We highlight that the company recently rolled out 4G+ across Lagos, Abuja, and Port Harcourt. We believe the 4G+ which runs on 4G LTE technology will lead to accretion in data subscribers in the medium to long term as customers experience improved satisfaction when downloading and uploading contents from the internet.
Notably, the telco giant added 3.3 million customers to its network, leading to an increase in subscribers base to 61.5 million. Considering the strong footing of MTNN in the Nigerian telecoms market evident in its market leadership position coupled with its significant holdings of spectrum and Fibre networks (MTN Nigeria holds c.25,800km compared to that of its closest competitor Glo with 10,869km), we believe the company is well-positioned to benefit from the untapped potentials in Nigeria’s telecommunications industry.
Additionally, the efforts by management in delivering exceptional service to customers by providing superior call quality and better speed in internet service should enable the company to retain existing customers while innovative data bundle offerings should help in attracting new customers to its network.
Direct Network Operating Costs, however, declined 21% y/y to N117.9bn owing to the marked decline in BTS (base transceiver station) leasing cost. This decline coupled with the growth in Revenue bolstered the strong growth in Profit after direct costs (+26% y/y to N449.1bn).
MTN Nigeria reported an EBITDA margin of 53.8% under IFRS 16, which is the new reporting standard the group has adopted. However, on an IAS 17 basis (the old reporting standard), the EBITDA margin grew 1.5ppts y/y to 44.2%, driven by the growth in Revenue and muted growth in Operating Expenses (+4% y/y to N144.3bn).

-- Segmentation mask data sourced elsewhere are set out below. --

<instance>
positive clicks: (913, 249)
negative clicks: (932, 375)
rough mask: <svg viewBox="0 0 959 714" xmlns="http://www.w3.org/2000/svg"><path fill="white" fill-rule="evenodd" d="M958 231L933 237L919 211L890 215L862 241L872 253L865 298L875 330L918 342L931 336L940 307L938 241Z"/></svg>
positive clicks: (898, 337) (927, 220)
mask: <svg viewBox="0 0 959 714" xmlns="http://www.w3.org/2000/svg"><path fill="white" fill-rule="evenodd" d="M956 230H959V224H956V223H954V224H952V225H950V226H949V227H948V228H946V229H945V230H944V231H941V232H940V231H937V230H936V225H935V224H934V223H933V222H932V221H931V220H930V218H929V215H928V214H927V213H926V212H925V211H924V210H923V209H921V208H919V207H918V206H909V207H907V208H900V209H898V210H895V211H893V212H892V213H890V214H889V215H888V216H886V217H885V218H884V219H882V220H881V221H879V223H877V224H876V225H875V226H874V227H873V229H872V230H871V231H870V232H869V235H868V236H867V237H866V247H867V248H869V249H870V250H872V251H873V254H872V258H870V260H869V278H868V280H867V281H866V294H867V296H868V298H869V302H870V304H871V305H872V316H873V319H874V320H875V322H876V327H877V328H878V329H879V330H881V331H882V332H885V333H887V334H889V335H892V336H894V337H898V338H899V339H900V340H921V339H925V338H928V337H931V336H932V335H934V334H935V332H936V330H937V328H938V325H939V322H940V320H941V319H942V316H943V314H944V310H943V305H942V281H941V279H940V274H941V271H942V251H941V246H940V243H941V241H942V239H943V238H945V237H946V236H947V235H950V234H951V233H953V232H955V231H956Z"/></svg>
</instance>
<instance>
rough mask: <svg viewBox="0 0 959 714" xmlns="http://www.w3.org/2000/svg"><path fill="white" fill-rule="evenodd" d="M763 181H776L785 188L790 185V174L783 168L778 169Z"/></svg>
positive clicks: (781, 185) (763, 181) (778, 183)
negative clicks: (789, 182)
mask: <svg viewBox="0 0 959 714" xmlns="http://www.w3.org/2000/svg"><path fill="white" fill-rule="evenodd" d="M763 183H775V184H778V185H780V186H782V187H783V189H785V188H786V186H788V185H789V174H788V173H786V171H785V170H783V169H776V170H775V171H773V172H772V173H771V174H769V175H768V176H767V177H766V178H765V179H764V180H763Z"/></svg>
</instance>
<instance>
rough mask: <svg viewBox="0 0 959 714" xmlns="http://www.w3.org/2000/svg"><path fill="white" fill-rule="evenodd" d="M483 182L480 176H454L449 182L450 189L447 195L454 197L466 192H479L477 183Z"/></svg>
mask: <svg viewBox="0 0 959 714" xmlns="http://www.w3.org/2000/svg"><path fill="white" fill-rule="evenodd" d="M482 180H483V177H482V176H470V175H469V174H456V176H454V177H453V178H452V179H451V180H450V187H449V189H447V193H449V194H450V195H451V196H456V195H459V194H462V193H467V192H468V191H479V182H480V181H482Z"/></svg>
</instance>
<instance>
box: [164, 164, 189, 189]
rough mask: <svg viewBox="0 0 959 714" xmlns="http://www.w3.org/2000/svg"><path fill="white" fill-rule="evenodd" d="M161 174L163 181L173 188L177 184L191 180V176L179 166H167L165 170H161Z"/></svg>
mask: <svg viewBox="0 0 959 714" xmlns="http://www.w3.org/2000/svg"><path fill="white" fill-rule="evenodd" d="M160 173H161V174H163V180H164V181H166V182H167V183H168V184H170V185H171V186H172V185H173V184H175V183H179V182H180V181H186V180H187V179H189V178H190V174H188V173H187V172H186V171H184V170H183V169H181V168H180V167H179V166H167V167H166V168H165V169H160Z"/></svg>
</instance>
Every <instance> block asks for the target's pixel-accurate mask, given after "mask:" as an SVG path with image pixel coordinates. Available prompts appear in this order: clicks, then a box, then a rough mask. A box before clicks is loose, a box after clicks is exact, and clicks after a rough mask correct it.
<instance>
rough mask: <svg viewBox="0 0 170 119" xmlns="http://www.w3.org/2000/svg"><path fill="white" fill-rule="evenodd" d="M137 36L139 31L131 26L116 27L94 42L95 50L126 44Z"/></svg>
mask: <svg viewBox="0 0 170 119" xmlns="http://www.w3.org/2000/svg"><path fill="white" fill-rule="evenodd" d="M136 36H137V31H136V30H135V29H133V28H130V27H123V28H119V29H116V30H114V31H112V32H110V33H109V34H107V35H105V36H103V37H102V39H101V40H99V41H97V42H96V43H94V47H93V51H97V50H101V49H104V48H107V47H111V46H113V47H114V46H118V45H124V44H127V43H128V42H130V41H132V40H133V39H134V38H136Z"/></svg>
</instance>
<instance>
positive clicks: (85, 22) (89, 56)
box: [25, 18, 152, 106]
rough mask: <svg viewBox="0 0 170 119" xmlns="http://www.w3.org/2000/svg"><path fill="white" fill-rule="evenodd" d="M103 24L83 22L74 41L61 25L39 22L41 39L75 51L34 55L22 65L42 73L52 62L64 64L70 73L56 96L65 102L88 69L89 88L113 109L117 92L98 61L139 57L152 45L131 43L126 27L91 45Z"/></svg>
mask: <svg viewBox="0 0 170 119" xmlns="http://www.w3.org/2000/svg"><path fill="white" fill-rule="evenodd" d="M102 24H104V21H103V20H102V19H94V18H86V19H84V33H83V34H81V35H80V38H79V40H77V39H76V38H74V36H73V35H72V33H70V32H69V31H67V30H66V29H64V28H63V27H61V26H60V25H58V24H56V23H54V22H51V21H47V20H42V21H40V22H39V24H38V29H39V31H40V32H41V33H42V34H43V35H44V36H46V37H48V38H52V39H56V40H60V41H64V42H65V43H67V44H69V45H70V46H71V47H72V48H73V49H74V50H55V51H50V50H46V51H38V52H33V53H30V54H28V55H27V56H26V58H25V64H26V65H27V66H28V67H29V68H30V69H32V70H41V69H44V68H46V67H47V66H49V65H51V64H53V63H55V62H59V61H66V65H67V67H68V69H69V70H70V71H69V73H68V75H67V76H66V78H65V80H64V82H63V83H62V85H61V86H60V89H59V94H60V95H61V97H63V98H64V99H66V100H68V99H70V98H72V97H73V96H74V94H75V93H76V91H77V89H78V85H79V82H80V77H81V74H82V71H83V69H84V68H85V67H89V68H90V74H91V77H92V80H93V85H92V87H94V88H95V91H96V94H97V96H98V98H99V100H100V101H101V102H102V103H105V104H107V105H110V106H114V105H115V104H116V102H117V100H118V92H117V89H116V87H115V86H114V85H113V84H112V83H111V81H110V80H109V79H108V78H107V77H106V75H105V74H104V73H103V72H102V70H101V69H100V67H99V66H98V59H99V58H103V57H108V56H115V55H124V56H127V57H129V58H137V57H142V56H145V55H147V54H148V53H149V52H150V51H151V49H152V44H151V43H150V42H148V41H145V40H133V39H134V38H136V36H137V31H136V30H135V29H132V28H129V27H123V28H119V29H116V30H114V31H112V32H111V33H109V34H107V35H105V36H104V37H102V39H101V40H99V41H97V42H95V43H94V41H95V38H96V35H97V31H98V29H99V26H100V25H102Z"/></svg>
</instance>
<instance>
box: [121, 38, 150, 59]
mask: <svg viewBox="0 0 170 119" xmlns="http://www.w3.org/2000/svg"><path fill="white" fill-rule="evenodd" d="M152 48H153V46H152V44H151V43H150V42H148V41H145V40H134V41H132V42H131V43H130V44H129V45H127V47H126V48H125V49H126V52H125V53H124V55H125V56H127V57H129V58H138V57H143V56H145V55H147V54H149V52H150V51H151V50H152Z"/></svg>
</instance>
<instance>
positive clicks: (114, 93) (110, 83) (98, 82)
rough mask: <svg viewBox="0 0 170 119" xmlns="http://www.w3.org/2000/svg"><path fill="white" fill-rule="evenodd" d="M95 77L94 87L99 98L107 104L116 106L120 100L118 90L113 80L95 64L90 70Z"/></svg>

According to management, the mild growth in Operating Expenses was due to the stability of the Naira against the dollar. We regard the sub inflationary growth in OPEX positively. Consequently, EBITDA grew 16% y/y to N253.0bn in H1 2019 from N217.7bn in H1 2018 (based on IAS 17).
Supported by the growth in Revenue amidst the single-digit growth of 4% in OPEX, Operating profit grew significantly by 39% y/y to N190.4bn. Net Finance Cost, however, grew by 73% y/y to N48.6bn owing to the rise in Finance Cost (+46% y/y to N59.1bn) and a decline in Finance Income (down 15% y/y to N10.5bn). The surge is Finance Cost was due to a first-time Interest expense of N33.5bn incurred on Leases in H1 2019- We await the conference call to seek clarification from management on this line item.
The slowdown in Finance Income was due to lower interest income on bank deposits (down 33% y/y to N3.5bn)- we attribute this to the reduction in cash balances (N46.7bn in H1 2019 compared to N53bn in H1 2018) coupled with moderation in yields during the period.
Notwithstanding, Pre-tax Profit grew 31% y/y to N141.8bn in H1 2019 from N108.4bn in H1 2018. A lower effective tax of 30% in H1 2019 compared to 32% in H1 2018 ensure Profit after tax grew faster by 35% to N98.9bn in H1 2019 from N73.2bn in H1 2019.
EPS also grew 35% y/y to N4.86 in H1 2019 from N3.60 in H1 2018. The firm declared an interim dividend of N2.95, translating to a payout ratio of 60.7% and a dividend yield of 2.4% (based on the closing price of N125 on 25 July).
We have a target price of N180 for the stock with a BUY recommendation.